Alex Tinguely

Former SULI intern continues to study plasma physics in the U.S. and abroad


Alex Tinguely

Internship program: SULI
Year: 2013
Undergraduate institution: Iowa State University
Major: Physics
Host DOE laboratory: Princeton Plasma Physics Laboratory (PPPL), Princeton, NJ
Mentor name: Arturo Dominguez

What was your research topic during your internship?
My SULI summer project was to construct a vacuum-compatible, electromagnetic "dust dropper" (like a fancy salt shaker) to drop fine silica grains into a glow discharge plasma. The resulting "dusty plasma" was similar to plasmas observed in outer space (in the interstellar medium) in which large particles (dust) become charged and interact with the background plasma.

What was it like coming to a National Lab for your internship?
Spending a summer on the Princeton University campus and at PPPL was a great experience for me. The friendships I made during my internship have continued to this day; some of us have even gone on to complete our PhDs in plasma physics together.

What do you currently do, and where do you hope your career takes you?
I am currently a postdoctoral associate funded by the MIT Plasma Science and Fusion Center, but stationed full-time at the Culham Centre for Fusion Energy in the UK. I hope to continue working toward fusion energy realization when my postdoc ends next year.

Think of a time you experienced success during your academic or professional career. What did this success look like?
I am particularly proud of the experience when I published my first paper as the first author. I had obtained some good experimental results on a topic slightly tangential to my main PhD thesis topic. Since it was not my primary focus, there was little external motivation to push the project forward toward publication, and this being my first paper, I had little-to-no experience. Therefore, I had to take charge and decide which analyses were sufficient for publication. This experience certainly helped me become a more independent researcher and not wait for others to make decisions for me.

Think of a time you experienced failure during your academic or professional. How did you feel at the time? How did you deal with the failure and work past it?
Each year, the MIT Plasma Science and Fusion Center holds a series of "pizza seminars" for PhD students to present their work. On the day of my talk, I realized that I had made a major error in my code. My seemingly stellar results were totally wrong. While, in hindsight, it probably would have been better to postpone the seminar, I instead spent every minute leading up to the presentation correcting my calculations and making new figures. Now my results were much less impressive, but they were correct. It was a humbling experience and perhaps lackluster presentation, but taught me the importance of being honest in my work.

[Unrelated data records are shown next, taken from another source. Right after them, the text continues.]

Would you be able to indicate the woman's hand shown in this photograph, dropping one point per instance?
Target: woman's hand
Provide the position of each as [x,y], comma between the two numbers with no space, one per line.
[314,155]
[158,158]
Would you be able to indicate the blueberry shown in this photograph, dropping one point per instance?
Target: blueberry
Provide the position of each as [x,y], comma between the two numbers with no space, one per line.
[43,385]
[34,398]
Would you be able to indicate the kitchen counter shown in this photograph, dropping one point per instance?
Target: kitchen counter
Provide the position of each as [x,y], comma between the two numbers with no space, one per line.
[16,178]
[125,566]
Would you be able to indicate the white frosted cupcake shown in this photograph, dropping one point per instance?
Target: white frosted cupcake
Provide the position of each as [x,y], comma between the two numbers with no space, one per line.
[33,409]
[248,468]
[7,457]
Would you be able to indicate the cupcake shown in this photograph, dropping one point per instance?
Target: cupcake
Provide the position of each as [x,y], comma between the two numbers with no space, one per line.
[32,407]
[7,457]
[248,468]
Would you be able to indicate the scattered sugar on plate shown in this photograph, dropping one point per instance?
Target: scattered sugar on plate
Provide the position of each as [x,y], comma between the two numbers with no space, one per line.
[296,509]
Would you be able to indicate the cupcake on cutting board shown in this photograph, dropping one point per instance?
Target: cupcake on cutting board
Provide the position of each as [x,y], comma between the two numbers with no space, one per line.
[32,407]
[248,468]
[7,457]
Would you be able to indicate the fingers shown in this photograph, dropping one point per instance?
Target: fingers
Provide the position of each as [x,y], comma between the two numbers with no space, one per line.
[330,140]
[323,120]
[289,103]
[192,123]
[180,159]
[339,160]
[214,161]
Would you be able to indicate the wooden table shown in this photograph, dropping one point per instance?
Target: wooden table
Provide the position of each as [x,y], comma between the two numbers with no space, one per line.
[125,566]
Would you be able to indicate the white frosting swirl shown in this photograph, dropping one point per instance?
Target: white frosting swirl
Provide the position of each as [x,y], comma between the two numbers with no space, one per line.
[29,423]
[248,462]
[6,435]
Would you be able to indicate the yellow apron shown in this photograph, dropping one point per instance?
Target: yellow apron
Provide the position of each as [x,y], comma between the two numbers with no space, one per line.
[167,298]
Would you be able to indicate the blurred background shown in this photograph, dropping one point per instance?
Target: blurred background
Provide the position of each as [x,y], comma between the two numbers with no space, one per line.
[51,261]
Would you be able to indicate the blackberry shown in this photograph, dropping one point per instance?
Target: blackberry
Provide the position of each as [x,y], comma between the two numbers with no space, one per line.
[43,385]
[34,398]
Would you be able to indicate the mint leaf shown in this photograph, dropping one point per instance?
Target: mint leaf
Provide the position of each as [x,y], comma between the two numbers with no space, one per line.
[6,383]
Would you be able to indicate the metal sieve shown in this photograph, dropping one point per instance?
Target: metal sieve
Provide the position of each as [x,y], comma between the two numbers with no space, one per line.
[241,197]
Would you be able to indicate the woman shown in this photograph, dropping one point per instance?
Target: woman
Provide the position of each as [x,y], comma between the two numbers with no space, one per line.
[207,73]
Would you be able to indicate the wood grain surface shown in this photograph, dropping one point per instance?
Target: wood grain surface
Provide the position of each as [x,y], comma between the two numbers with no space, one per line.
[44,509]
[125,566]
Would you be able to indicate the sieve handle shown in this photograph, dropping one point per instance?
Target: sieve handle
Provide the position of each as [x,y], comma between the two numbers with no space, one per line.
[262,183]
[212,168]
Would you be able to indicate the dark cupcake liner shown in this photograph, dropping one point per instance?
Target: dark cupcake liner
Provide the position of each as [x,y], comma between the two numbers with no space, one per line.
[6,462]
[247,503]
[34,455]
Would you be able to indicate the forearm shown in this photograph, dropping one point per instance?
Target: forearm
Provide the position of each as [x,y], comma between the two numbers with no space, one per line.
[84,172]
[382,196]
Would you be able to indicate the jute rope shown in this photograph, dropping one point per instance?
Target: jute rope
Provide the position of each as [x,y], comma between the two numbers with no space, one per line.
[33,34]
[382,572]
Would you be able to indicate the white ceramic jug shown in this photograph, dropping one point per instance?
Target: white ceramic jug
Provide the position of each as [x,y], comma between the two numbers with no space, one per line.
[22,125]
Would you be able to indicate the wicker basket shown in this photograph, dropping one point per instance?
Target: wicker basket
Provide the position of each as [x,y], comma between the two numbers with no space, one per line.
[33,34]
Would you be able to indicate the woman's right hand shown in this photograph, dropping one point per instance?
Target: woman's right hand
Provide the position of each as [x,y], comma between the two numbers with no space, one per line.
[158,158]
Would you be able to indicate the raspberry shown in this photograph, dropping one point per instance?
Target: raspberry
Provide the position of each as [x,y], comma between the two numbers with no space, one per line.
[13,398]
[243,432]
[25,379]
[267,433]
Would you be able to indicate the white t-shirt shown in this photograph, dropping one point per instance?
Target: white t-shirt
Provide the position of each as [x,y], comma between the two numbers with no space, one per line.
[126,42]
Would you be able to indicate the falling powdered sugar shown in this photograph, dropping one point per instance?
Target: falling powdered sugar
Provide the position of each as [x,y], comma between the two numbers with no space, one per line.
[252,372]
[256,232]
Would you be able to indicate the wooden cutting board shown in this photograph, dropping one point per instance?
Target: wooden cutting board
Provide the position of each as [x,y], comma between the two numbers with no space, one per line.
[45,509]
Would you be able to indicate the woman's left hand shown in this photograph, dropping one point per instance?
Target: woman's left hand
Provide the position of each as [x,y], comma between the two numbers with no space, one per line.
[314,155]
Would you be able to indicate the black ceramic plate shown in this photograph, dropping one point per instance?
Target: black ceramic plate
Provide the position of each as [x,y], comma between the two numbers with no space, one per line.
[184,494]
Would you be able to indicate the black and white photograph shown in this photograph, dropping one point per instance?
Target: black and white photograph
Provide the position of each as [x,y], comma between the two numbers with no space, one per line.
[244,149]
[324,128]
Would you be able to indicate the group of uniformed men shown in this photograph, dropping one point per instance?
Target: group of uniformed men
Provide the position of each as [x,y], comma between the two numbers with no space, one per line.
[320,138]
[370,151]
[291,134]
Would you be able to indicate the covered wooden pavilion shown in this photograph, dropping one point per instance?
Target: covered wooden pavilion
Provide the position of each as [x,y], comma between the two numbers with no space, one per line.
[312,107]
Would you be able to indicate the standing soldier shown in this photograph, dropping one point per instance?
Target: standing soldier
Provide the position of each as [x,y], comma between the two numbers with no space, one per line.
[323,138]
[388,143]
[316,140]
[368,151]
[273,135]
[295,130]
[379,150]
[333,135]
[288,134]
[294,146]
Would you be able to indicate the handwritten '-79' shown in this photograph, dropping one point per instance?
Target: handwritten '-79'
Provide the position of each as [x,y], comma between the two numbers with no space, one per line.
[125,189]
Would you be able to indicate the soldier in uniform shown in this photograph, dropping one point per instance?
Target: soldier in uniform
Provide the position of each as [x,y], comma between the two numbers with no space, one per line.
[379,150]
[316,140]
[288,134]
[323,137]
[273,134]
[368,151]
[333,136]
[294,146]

Did you make any important personal connections during your internship?
While learning from and interacting with the world-renowned scientists at PPPL was an invaluable experience, I actually valued the friendships I made with the other summer interns even more. From first-week study sessions to after-lunch basketball to Friday night crepes to NYC weekend trips, we had a blast inside and outside the lab. These friendships last to this day, and some of my friends are now my work colleagues.

What are your values? How do express your values through your academic or professional career?
I value passion, teamwork, and diversity and inclusivity. Fusion energy is an ambitious goal and requires passionate people who are driven to make it a reality. In order to do this, we need to work as a team, and luckily the fusion community is global and collaboration is international. This team needs to be diverse, to find the best minds and see all viewpoints, but this can only be accomplished if the team is inclusive and open to all people and ideas.